Anti-depression diet?
Depression can have different and multiple causes. Poor nutrition in combination with psychological stress is the cause in most cases. Addressing psychological stress with nutrition works to a certain extent, especially if the stress enters the subconscious through fear. To fully tackle the fear in the subconscious, we provide help in the form of: trip therapy. Nutrition does address the basics so that depression can be better combated and in some cases the depression can be completely resolved. If the diet is correct, the neurotransmitters in the brain will restore balance and that provides a basis for more positive thoughts.
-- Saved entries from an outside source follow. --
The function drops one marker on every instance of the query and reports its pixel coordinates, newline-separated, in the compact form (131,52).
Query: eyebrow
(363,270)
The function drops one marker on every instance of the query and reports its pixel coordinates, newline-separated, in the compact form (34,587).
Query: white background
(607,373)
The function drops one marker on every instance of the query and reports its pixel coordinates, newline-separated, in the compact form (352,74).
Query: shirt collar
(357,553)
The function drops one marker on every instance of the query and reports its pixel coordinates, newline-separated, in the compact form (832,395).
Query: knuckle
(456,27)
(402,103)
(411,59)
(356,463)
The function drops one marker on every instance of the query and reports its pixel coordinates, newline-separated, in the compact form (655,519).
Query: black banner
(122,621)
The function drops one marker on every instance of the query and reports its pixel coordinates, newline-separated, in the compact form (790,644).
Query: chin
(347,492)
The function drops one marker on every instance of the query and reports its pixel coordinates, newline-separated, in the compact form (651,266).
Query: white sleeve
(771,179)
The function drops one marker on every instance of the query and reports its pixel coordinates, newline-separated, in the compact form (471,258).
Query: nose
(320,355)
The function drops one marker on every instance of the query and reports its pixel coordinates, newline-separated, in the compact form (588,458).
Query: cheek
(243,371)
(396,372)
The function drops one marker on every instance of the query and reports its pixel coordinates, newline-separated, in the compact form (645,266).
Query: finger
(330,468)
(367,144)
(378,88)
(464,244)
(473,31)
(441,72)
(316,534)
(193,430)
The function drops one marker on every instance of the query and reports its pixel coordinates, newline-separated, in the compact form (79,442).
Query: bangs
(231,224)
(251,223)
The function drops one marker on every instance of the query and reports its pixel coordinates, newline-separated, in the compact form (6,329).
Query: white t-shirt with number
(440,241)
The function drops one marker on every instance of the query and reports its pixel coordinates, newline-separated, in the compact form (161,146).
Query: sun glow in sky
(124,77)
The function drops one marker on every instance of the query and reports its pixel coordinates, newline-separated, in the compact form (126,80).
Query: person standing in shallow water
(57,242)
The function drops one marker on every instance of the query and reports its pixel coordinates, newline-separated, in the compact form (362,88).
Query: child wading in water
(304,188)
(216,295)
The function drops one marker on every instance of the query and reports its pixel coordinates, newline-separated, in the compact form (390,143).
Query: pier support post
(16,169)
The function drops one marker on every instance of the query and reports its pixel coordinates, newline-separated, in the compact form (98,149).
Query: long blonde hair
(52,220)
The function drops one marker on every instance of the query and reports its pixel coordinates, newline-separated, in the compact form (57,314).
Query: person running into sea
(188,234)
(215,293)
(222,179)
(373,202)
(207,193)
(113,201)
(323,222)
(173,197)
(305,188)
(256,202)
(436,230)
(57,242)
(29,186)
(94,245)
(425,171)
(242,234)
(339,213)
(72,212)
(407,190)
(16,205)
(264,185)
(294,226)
Most diets focus on the body. It is mainly about losing weight as quickly as possible and whether this is done in a healthy or unhealthy way is often secondary to the optical result or what the scale says.
The nutritional advice below is written to help you feel better about yourself. The effect is mainly on the brain, but the body also benefits from it. One cannot exist without the other, because the brain is also an organ of the body. This nutritional advice is more of a guideline than a detailed diet. We give you the ingredients that you have to combine yourself, but the nice thing is that you will notice a difference within a few days.
Free radicals
When you breathe, your body fills with oxygen, which the mitochondria (the powerhouses of your cells) use to make fuel for the body. They leave behind free radicals, the part of the oxygen they cannot use. This oxygen is very reactive and wants to combine with anything and then oxidize (like iron rusts).
A few free radicals are good; they destroy damaged cells so you can replace them. But excess free radicals begin to attack strong cells, causing inflammation and causing premature aging. Chronic stress, toxins from smog and low-quality indoor air, mold, sugar, pesticides and many other trappings of modern life produce high levels of free radicals, reducing the release of serotonin and BDNF in the body, causing depression or anxiety. even depression.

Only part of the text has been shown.